“Voor mensen met dementie en hun naasten is het moeilijk om te praten over de dood, maar het is wel belangrijk om dat gesprek te voeren”, stelt Liane den Haan.
Uit een onderzoek van Alzheimer Nederland blijkt dat een mantelzorger die zich goed voorbereid voelt op toekomstige veranderingen minder zorgbelasting ervaart en de zorg voor hun naaste daardoor langer kan volhouden. In een monitor van Alzheimer Nederland uit 2022 geeft 39 procent van de mensen met dementie aan dat ze een gesprek hebben gehad met een zorgverlener over levenseinde en euthanasie.

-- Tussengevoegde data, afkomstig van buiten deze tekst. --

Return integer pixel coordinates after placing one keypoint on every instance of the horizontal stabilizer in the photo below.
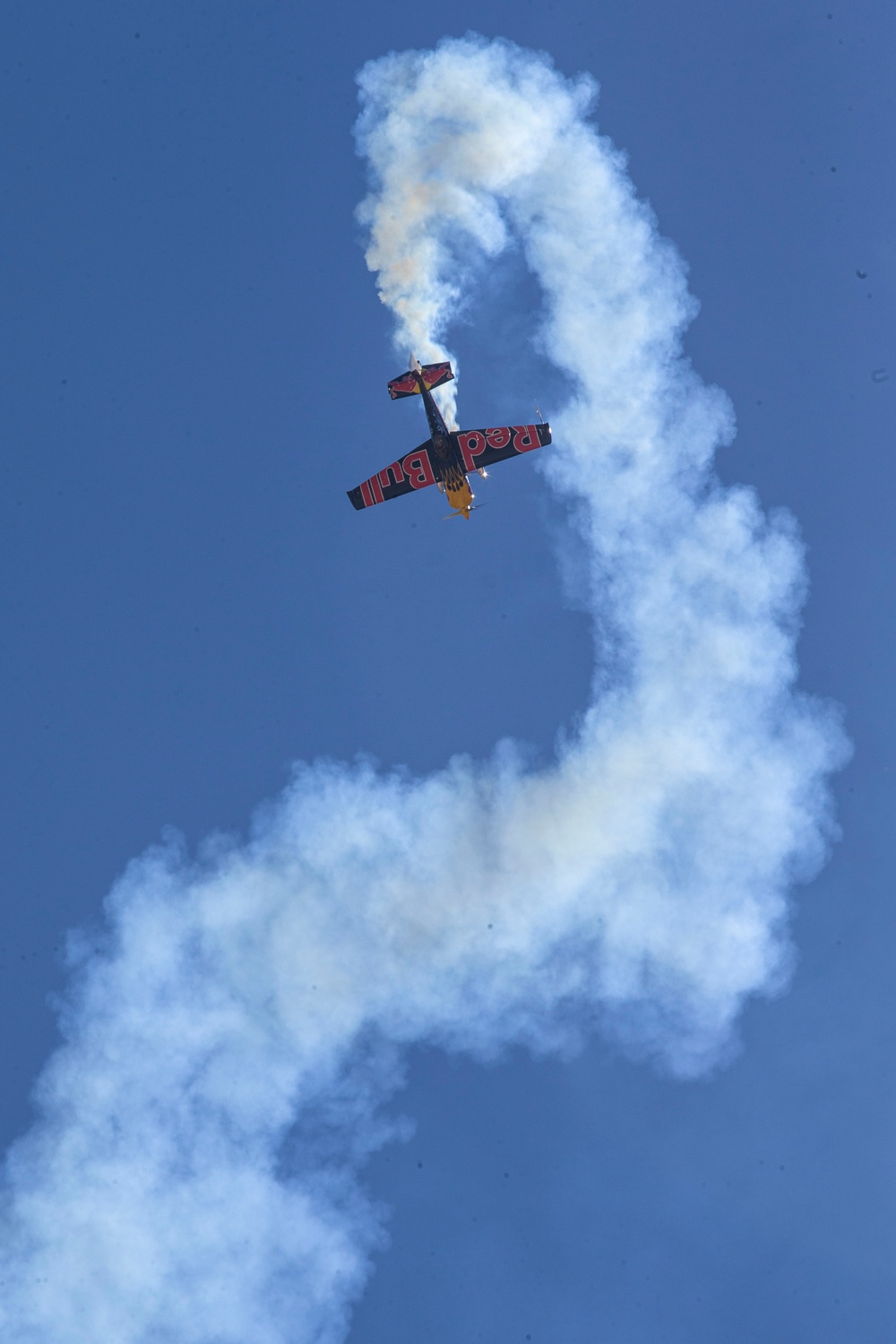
(408, 384)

In 2017 was dat nog 34 procent. “Dat is dus een kleine toename”, rekent Liane voor, “maar het zijn nog steeds veel te weinig mensen.”
Kennis uitwisselen
Volgens minister Kuipers van Volksgezondheid is het aan de beroepsgroep om het gesprek over het levenseinde te stimuleren. “Hij heeft toegezegd de uitwisseling van kennis en ervaring te faciliteren”, weet Liane. “Ook heeft hij beloofd na te vragen of de beroepsgroep bij het uitwisselen tegen barrières aanloopt. Ik ben erg benieuwd wat er uit die navraag is gekomen.”
Intensive care
Artsen moeten met patiënten het gesprek over het levenseinde aangaan op een moment dat er nog niets aan de hand is, vindt Liane. Het Kamerlid geeft een voorbeeld waaruit blijkt dat dat belangrijk is: “Tijdens de coronapandemie werden veel ouderen door huisartsen gebeld of ze nog wel of niet behandeld wilden worden als ze met corona op de intensive care terecht zouden komen. Daar is toen veel om te doen geweest en veel ouderen schrokken gigantisch door dat telefoontje. Ze waren bang dat ze niet meer behandeld zouden worden, ook al zouden ze dat willen. Zoiets moet je voorkomen.”
Handreiking
“Het is echt voor iedereen belangrijk om te spreken over het levenseinde”, benadrukt Liane. “De dood kan er helaas sneller zijn dan je denkt. Ik hoop dat het ministerie wil aangeven wat mensen zelf thuis kunnen doen als ze dat gesprek willen aangaan. Want ik krijg de indruk dat het bij veel mensen niet bekend is. Ik weet dat hier ook een handreiking voor is, maar ik geloof niet dat velen daarvan op de hoogte zijn.”